Kilka miesięcy toczy się debata na temat przyszłości Regionalnego Centrum Krwiodawstwa i Krwiolecznictwa w Raciborzu. Wiele wskazuje na to, że stan zawieszenia co do poznania dalszych losów Centrum, jeszcze potrwa. Ministerstwo Zdrowia zawiesiło podjęcie decyzji.

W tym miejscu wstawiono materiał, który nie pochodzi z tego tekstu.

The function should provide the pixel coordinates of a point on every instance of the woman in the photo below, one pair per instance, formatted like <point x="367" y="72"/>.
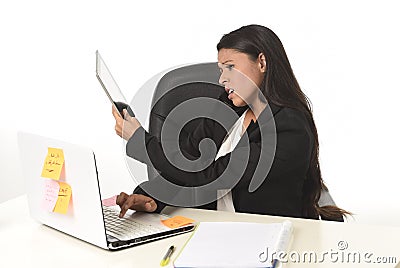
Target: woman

– Nie powiedziałem ostatniego słowa w kwestii Centrum – tak w rozmowie z nami deklaruje poseł Henryk Siedlaczek, który będzie kontynuował walkę o to, by nie łączyć Regionalnego Centrum Krwiodawstwa i Krwiolecznictwa w Raciborzu z jednostką w Katowicach. – Bo mi osobiście na Centrum zależy – dodaje:
Poseł Henryk Siedlaczek był inicjatorem czerwcowego spotkania, na którym pojawiła się podsekretarz stanu Anna Łukasik. Później parlamentarzysta prowadził rozmowy z Ministrem Zdrowia – Marianem Zembalą. Jeszcze wcześniej były interpelacje, w których poseł w stanowczym tonie pytał o przeszłość i przyszłość Centrum.
W jednym ze skierowanych do Ministerstwa pism, parlamentarzysta wskazywał na możliwość rozszerzenia terenu działalności RCKiK w Raciborzu, przykładowo o powiat gliwicki, gdzie zlokalizowanych jest kilka dużych szpitali. Raciborskie Centrum gwarantuje im 100% zaopatrzenie w krew.
Ministerstwo Zdrowia odłożyło w czasie decyzję o ewentualnym łączeniu jednostek. Wiadomo także, że pod koniec września podjęto decyzję o niepokrywaniu ujemnego wyniku finansowego.